For the first time since the floods hit last June, some damaged artifacts are being returned to a Cedar Rapids museum.
On Tuesday, the Conservation Laboratory at the University of Iowa sent 31 items back to the African American Historical Museum and Cultural Center of Iowa.
Nancy Kraft, head of preservation at U-I Libraries, says one of the biggest tasks involved restoration of gourd drum which has ties to an ethnic group that was wiped-out in the Liberian Civil War. "It was completely covered in mud and muck," Kraft said. Cleaning the drum’s outer shell, skin top and feather edging involved 40 hours of work.

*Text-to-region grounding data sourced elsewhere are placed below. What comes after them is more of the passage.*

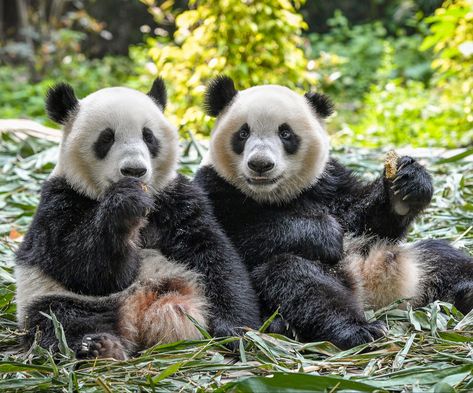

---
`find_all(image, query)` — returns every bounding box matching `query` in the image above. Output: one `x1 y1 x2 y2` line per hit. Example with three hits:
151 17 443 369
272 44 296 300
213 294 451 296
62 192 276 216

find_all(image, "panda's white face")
208 85 330 204
52 87 178 200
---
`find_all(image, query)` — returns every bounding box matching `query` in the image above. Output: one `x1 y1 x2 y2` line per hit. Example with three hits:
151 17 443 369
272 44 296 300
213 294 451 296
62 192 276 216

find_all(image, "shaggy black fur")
304 92 334 119
147 77 167 110
413 239 473 314
204 75 238 117
22 294 122 357
142 174 261 337
45 83 79 124
193 156 435 348
17 175 260 355
16 177 151 296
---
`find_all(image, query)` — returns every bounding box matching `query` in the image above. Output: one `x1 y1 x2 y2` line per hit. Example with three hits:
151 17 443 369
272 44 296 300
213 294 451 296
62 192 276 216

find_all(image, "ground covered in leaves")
0 132 472 392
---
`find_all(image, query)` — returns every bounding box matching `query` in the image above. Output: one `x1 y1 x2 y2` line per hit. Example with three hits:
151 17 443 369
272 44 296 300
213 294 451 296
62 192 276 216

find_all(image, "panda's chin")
245 175 282 186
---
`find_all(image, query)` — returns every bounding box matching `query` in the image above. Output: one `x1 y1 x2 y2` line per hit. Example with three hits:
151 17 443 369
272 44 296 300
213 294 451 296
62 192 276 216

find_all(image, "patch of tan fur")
343 237 423 310
118 249 208 349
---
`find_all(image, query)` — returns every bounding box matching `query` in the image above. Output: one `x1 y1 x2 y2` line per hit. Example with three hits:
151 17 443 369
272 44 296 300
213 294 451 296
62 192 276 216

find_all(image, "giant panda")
193 75 473 349
15 78 260 359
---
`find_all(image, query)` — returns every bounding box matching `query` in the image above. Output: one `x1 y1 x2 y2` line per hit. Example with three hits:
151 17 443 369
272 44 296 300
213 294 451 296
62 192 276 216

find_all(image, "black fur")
231 124 250 155
148 77 167 110
304 92 334 119
413 239 473 314
204 75 238 117
142 127 160 158
193 155 437 348
18 174 261 355
252 255 385 348
22 294 122 355
141 175 261 337
93 128 115 159
45 83 79 124
17 177 153 296
278 123 300 155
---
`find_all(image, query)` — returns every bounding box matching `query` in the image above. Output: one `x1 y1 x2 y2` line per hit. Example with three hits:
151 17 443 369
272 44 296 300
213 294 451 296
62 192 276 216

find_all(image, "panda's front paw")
104 178 155 219
76 333 127 360
211 320 243 351
388 156 433 214
335 320 387 349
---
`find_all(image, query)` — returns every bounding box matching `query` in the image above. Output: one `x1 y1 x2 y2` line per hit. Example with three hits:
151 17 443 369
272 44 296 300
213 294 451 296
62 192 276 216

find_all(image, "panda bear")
15 78 260 359
193 75 473 349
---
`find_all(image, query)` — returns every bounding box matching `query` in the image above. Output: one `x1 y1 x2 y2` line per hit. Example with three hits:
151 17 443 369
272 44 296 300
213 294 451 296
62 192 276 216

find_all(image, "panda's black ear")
204 75 238 117
304 92 334 119
45 83 79 124
148 77 167 110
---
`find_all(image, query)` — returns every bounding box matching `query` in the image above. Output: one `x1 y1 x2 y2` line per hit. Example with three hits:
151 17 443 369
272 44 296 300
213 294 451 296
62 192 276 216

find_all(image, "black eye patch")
142 127 160 158
231 123 250 155
278 123 300 155
93 128 115 159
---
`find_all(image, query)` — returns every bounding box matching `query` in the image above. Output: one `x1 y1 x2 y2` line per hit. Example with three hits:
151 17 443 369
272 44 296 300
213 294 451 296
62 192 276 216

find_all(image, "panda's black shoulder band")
304 92 334 119
148 77 167 110
204 75 238 117
45 83 79 125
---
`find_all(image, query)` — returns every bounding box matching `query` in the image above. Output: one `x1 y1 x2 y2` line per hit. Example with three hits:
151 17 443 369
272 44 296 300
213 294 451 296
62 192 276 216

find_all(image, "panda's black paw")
266 316 293 336
335 320 387 349
211 320 243 352
389 156 433 212
76 333 127 360
104 177 155 219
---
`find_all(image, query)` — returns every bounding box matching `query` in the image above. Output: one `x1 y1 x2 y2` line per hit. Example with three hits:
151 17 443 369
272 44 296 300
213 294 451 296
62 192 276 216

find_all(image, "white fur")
209 85 330 204
52 87 179 200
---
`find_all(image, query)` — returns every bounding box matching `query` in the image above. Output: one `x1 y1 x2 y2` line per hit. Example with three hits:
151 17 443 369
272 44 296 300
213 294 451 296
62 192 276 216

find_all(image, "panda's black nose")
248 159 275 174
120 167 147 178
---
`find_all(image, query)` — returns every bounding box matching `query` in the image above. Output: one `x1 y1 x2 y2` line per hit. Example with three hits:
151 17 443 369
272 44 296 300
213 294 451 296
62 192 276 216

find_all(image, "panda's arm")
233 213 344 265
323 158 433 240
193 166 343 264
16 177 151 295
146 176 261 337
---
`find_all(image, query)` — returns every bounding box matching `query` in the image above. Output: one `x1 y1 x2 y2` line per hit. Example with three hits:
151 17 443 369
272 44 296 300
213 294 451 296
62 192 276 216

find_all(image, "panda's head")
47 78 178 200
204 76 332 204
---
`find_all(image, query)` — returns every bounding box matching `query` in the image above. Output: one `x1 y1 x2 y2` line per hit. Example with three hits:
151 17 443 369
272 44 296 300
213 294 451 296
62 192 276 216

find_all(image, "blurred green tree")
143 0 313 137
339 0 473 148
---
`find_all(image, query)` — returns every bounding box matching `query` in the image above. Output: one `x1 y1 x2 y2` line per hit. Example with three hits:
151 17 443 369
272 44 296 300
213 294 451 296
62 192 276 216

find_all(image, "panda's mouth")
245 175 282 186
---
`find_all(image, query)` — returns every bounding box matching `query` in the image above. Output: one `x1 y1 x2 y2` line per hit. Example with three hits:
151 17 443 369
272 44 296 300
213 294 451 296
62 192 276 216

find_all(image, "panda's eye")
142 128 155 144
238 124 250 139
99 128 115 144
278 124 293 140
94 128 115 159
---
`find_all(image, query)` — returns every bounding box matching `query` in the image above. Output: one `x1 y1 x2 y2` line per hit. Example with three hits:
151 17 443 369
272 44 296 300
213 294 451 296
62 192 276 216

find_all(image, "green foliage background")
2 0 472 147
0 1 472 390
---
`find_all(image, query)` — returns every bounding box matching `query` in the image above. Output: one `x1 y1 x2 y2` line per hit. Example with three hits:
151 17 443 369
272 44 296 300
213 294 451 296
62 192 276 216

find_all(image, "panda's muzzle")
120 166 147 178
247 158 275 174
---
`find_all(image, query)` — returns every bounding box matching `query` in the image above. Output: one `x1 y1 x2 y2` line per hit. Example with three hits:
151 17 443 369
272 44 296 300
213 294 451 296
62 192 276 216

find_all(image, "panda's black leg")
412 239 473 312
251 254 386 349
76 333 127 360
453 281 473 314
22 294 127 359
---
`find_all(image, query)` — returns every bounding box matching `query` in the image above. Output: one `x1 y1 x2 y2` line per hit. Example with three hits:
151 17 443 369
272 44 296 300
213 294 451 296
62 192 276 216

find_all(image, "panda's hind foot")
336 320 387 349
76 333 127 360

The process involved loads of cotton swabs and spit. That’s right…spit…human saliva. "It breaks down the dirt in a safe way," Kraft explained. "It’s kind of funny…I guess you can buy manufactured spit, but we’re using our own." The other items returning to the museum include Liberty Coins from the 1830s, several feathered fans, baskets and a mat woven by George Washington Carver.
The U-I Conservation Lab is continuing work on other flood damaged items from the African American Museum, as well as artifacts from the National Czech and Slovak Museum and Library in Cedar Rapids and the Johnson County Historical Society.
Kraft estimates it will take at least two more years before the bulk of the restoration efforts are finished. Officials have not been able to determine a price tag on all the work – primarily because they’re still trying to decide what items can be salvaged and what pieces will be lost.